Ce document, ainsi que toutes les références scientifiques est disponible auprès du Centre NeuroFit.
Les troubles neurodéveloppementaux, c’est quoi?
Les troubles neurodéveloppementaux sont un terme générique qui inclut des troubles liés à un développement atypique du système nerveux. Il inclut les troubles du comportement – tel que le TDAH – , les troubles de l’apprentissage – tel que la dyslexie -, les troubles du langage, ou encore les troubles envahissants du développement, comme le spectre autistique. Ces troubles sont en augmentation et les études épidémiologiques suggèrent qu’environ 20 % des enfants présentent une forme ou une autre de trouble neurodéveloppemental.
En Suisse, il est estimé que 3-7 % des enfants souffre de TDAH, 5-12 % de dyslexie et 0.8-1 % de troubles du spectre autistique.
La prise en charge traditionnelle des troubles neurodéveloppementaux varie en fonction du diagnostic spécifique. Le TDAH est en général traité avec des mesures pharmacologiques et psychothérapeutiques. La dyslexie est traitée avec de la logopédie et des mesures de soutien scolaire. L’autisme est traité avec des interventions comportementales et des approches éducationnelles et de soutien spécialisé, parfois accompagné de médication. D’autres approches, telle que la psychomotricité, l’ergothérapie et la logopédie sont utilisées en fonction des besoins de l’individu.
Des études récentes ont clairement montré que les troubles neurodéveloppementaux avaient, comme mécanisme central, un retard dans la trajectoire développementale normotypique du cerveau. Autrement dit, le cerveau de ces enfants se développe selon la même trajectoire que celle des enfants qui se développent de manière neurotypique mais qu’ils atteignent les étapes de développement cortical avec un délai de 2 à 3 ans. Le TDAH est donc caractérisé par un retard de maturation corticale.
De nombreuses études d’imagerie cérébrale ont été faites pour tenter de trouver les différences qui distinguent le cerveau des enfants souffrant de troubles neurodéveloppementaux et les enfants qui se développent de manière neurotypique. Plusieurs zones cérébrales, telles que le cervelet, les ganglions de la base et le cortex préfrontal se retrouvent fréquemment impliquées. Pour résumer, notre compréhension actuelle est que les troubles neurodéveloppementaux se caractérisent par une immaturité de développement de certaines zones et réseaux neuronaux, qui donnent lieu à des problèmes de connectivité, un retard de développement cortical et un développement asynchrone des hémisphères.
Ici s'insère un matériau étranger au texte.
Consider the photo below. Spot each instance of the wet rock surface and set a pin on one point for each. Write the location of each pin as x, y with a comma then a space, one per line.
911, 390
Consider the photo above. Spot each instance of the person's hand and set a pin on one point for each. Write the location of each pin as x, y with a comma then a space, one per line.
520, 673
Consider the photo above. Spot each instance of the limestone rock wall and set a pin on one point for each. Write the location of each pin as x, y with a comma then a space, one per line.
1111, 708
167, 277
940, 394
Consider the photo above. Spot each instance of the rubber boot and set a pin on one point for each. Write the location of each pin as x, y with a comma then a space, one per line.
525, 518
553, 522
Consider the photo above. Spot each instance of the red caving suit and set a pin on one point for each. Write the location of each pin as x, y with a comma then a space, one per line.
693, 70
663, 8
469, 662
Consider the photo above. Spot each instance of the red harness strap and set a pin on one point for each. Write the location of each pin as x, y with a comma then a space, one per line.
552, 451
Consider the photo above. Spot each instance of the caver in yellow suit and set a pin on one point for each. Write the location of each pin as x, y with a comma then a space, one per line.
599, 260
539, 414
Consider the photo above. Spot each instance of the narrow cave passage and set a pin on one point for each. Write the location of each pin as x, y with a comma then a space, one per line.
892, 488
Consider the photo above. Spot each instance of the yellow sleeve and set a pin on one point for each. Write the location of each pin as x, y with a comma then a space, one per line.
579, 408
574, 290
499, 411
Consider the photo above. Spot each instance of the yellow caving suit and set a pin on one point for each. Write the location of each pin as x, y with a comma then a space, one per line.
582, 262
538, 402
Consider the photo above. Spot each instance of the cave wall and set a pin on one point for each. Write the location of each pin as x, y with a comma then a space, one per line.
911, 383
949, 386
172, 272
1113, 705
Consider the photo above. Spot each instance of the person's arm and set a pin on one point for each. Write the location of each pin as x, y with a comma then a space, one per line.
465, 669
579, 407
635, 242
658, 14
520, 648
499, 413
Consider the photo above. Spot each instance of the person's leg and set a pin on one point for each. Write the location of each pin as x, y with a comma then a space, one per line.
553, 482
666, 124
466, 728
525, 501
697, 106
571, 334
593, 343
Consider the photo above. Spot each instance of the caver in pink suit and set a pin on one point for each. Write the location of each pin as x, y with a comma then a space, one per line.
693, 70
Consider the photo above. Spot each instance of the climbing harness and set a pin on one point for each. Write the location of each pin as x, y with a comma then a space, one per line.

Pourtant, les approches cliniques actuelles ne prennent que rarement en compte ces nouvelles données et la plupart des approches se limitent à la modulation des symptômes ou à apporter à l’enfant des aides compensatoires, plutôt que de s’adresser au retard de développement neurologique qui sous-tend à la problématique. Par exemple, la recherche a clairement montré que, si les médicaments utilisés pour traiter le TDAH étaient efficaces pour contrôler la symptomatologie d’hyperactivité et d’inattention, leur impact sur l’amélioration de la performance académique est contestable.
Prendre en charge l’ensemble des besoins de l’enfant
Les enfants souffrants de troubles neurodéveloppementaux ne présentent pas seulement des différences dans leur développement cérébral. Ils souffrent de nombreuses autres problématiques qui ne sont que rarement prises en compte dans le modèle actuel.
Problèmes moteurs
Les études suggèrent que jusqu’à 90 % des enfants souffrant de TDAH présentent des problèmes moteurs et que ces problèmes sont gravement sous-traités, avec près de 50 % des enfants ne recevant pas de prise en charge pour ces problématiques.
Une revue complète des troubles moteurs n’est pas nécessaire dans le cadre de ce rapport mais est disponible auprès de notre groupe en cas d’intérêt. Mentionnons cependant que ces problématiques incluent, mais ne sont pas limitées à :
- Signes neurologiques subtils (« neurological soft signs »)
- Syncinésies, dysrythmies et ralentissement moteur
- Présence de réflexes primitifs et posturaux non-inhibés
- Mauvais fitness physique et moteur
- Réduction de la stabilité du tronc
- Altération du contrôle postural et de l’équilibre
- Troubles vestibulaires
- Troubles oculomoteurs
- Troubles de la coordination et du séquençage et du timing moteur.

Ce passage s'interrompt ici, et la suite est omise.